A vision in lurid red of Steve McQueen’s installation, ‘Bass’, at Dia Beacon: dozens of red ceiling panels lighting a forest of concrete columns beneath
Steve McQueen, Bass, 2024. Dia Beacon, New York © Steve McQueen. Photo: Bill Jacobson Studio, New York

There are no images in Bass, an installation by artist and filmmaker Steve McQueen on view at Dia Beacon in New York through May 26. The work consists of light, color and sound alone, produced by 60 ceiling-mounted lightboxes in a 30,000-square-foot basement gallery space, bare but for its 78 concrete columns, and three tall stacks of speakers. The lights cycle very slowly through immersive colors, covering the complete visible spectrum over intervals of 40 minutes, with the accompanying soundtrack reverberating throughout. The music was performed by noted bassists Marcus Miller, Meshell Ndegeocello, Aston Barrett Jr., Mamadou Kouyaté, and Laura-Simone Martin, who improvised over the course of two days in the space, recording live under the slowly-shifting colors. 

Born in London in 1969, McQueen is perhaps best known as the first Black director to win the Best Picture Oscar, for 12 Years a Slave. He is also a highly regarded experimental filmmaker, the recipient of the Turner Prize and honors from BAFTA and the Royal Photographic Society. 

The artist and the performers of Bass are all part of the African diaspora—McQueen’s parents were born in Trinidad and Grenada—and in remarks before its opening in May, he said the work was “all about limbo,” evoking the forced Middle Passage of the trans-Atlantic slave trade. 


In thinking about last year in culture and what I found most fortifying, the hour I spent in Bass tops the list.
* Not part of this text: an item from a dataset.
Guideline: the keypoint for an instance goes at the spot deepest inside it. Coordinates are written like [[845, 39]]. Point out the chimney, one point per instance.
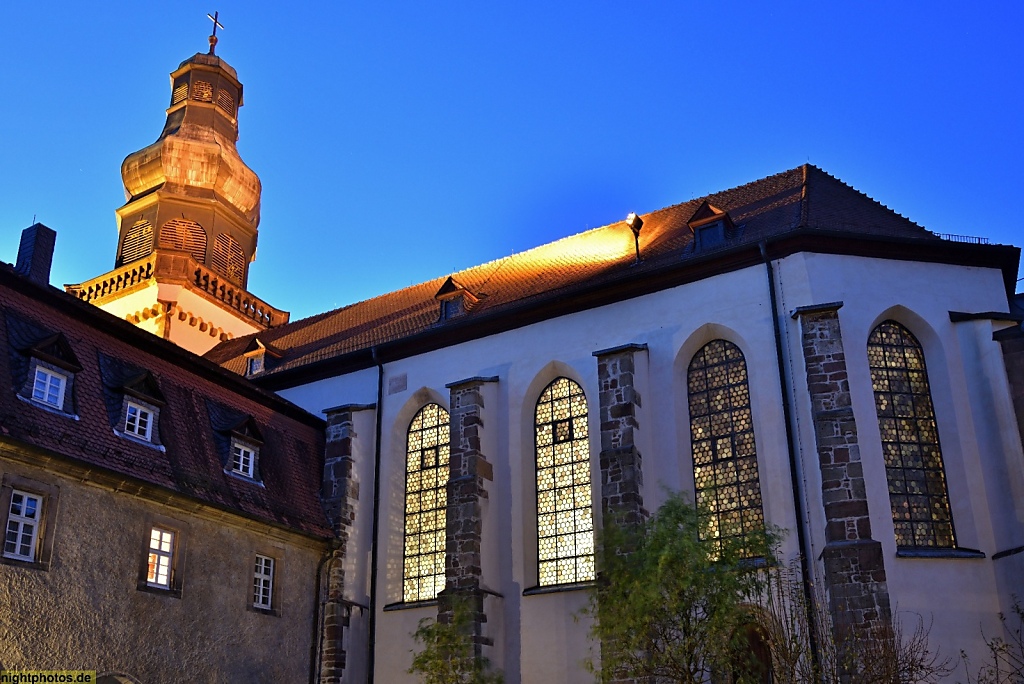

The basement installation is captivating: the work creates an environment for introspection that is still lightly social. I spent time getting my ears into the droning music, seeing my friends’ faces swathed in purple-reds, looking at people far across the basement space milling about in the ambient light and sounds. People take up its invitation to sit on the floor, walk slowly around to hear the echoes, let their kids run in zig-zags.